The first presented patient died in relation to his metastatic pathology, the second one is still alive without sign of recurrence, third died due to comorbidities without clinical sign of recurrence (Tab. 2)
Can the authors specify the morbidity and mortality of GSM surgery?
Morbidity and mortality following GSM surgery were 0.
Is there a real place for lymphadenopathy? How many N+? In this case, wouldn't it be a disseminated metastatic pathology, which would contraindicate surgery?
Patient 1. Only regional/perigastric lymphadenectomy, no systematic od DII lymphadenectomy, no positive lymph node.
Patient 2. 11 lymph nodes, 3 positive. Surgery performed, still alive, PETCT XII/2021 – no sign of recurrence.
Patient 3. Pyloric resection, regional lymphadenectomy – 4 nodes, 2 positive.
The experience supports the indication of resection even in the case of regional lymphadenopathy. The limiting situation for radical therapy is serosal involvement.
Discussion and results:
- Since 2020, other articles have been published. To my knowledge the authors have not taken into consideration:
- Tang J; J Int Med Res 2021
Yang J, Yan Y, Zhang S, Lv Y. Gastric metastasis from pancreatic cancer characterized by mucosal erosion: a case report and literature review. Journal of International Medical Research 2021:49(4)1-6.

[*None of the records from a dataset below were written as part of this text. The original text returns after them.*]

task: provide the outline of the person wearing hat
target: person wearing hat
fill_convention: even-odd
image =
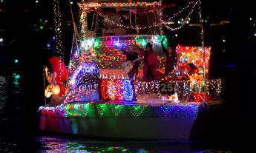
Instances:
[[[145,50],[142,50],[136,44],[137,52],[144,56],[143,61],[143,81],[160,81],[163,78],[163,74],[157,71],[160,61],[157,55],[153,52],[152,44],[148,43]]]

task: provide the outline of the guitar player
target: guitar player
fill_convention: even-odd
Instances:
[[[124,55],[126,55],[125,61],[134,61],[134,60],[139,58],[139,54],[136,52],[125,51],[124,50],[122,50],[122,52]],[[139,73],[140,61],[132,62],[132,64],[133,64],[133,67],[128,73],[128,75],[129,78],[136,79]]]

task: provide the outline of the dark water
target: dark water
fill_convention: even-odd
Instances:
[[[233,143],[220,143],[220,140],[211,143],[120,141],[42,133],[39,131],[39,113],[36,110],[44,104],[40,96],[43,94],[40,89],[42,84],[35,84],[35,81],[26,77],[22,73],[0,75],[0,152],[235,152],[237,150]]]

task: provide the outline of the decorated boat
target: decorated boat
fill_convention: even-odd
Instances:
[[[188,139],[202,103],[221,100],[221,80],[207,79],[211,47],[176,46],[177,65],[161,80],[144,81],[142,64],[137,76],[129,77],[122,67],[123,50],[144,50],[148,42],[163,73],[162,44],[168,47],[163,27],[180,28],[169,25],[174,17],[163,18],[163,10],[173,4],[148,0],[78,4],[80,24],[76,28],[73,22],[68,68],[58,57],[45,67],[50,102],[39,108],[40,129],[88,137]],[[193,1],[183,8],[191,9],[184,24],[199,4]],[[186,73],[188,64],[197,71],[184,79],[180,69]]]

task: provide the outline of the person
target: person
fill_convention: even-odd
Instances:
[[[153,52],[152,44],[148,43],[145,50],[140,48],[135,44],[136,51],[144,56],[143,61],[143,80],[144,81],[160,81],[163,78],[163,74],[157,71],[160,61],[157,55]]]
[[[177,52],[175,50],[173,50],[173,49],[171,47],[168,47],[168,50],[165,49],[165,47],[163,46],[163,41],[165,38],[163,38],[161,41],[161,45],[162,49],[165,55],[166,59],[165,59],[165,73],[164,77],[166,77],[171,73],[174,69],[174,65],[177,64]]]
[[[49,58],[45,67],[46,79],[49,85],[45,90],[46,98],[51,96],[50,105],[57,105],[62,102],[66,88],[64,84],[68,78],[68,69],[63,61],[58,57]]]
[[[124,50],[122,50],[122,52],[124,55],[126,55],[125,61],[134,61],[134,60],[137,60],[139,58],[139,54],[136,52],[134,52],[134,51],[127,52],[127,51],[125,51]],[[129,78],[136,79],[139,73],[140,61],[136,61],[131,63],[132,63],[133,67],[132,67],[132,69],[128,73],[128,75]]]
[[[186,64],[187,72],[186,73],[184,70],[181,69],[181,75],[185,80],[190,80],[191,76],[198,73],[198,68],[192,63],[188,63]]]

… we suppose Yang Jie et al. Gastric metastasis from pancreatic cancer characterized by mucosal erosion: a case report and literature review. Journal of International Medical research 2021:49(4)1-6.
The citation is added to the text in the discussion in the section 4.2
-Okamoto T; Clin J Gastro 2020
Okamoto T, Nakamura K, Takasu A, Kaido T, Fukuda K. Needle tract seeding and abscess associated with pancreatic fistula after endoscopic ultrasound-guided fine-needle aspiration. Clin J of Gastroenterology 2020;13:1322-1330
We have added this case to the list of PDAC GSM treated with curative intent so far.
Yane K, Kuwatani M, Yoshida M et al.Non-negligible rate of needle tract seeding after endoscopic ultrasound-guided fine-needle aspiration for patients undergoing distal pancreatectomy for pancreatic cancer. Digestive Endoscopy 2020;32:801-811.
This publication was added to the previously published group.
- Kojima H; WJG 2021
This publication is non-relevant due to presented peritoneal dissemination (the paper is targeted at gastric metastasis)
- Jamaguchi H; Inter Med 2020
This publication is not relevant – different pathology – SPN.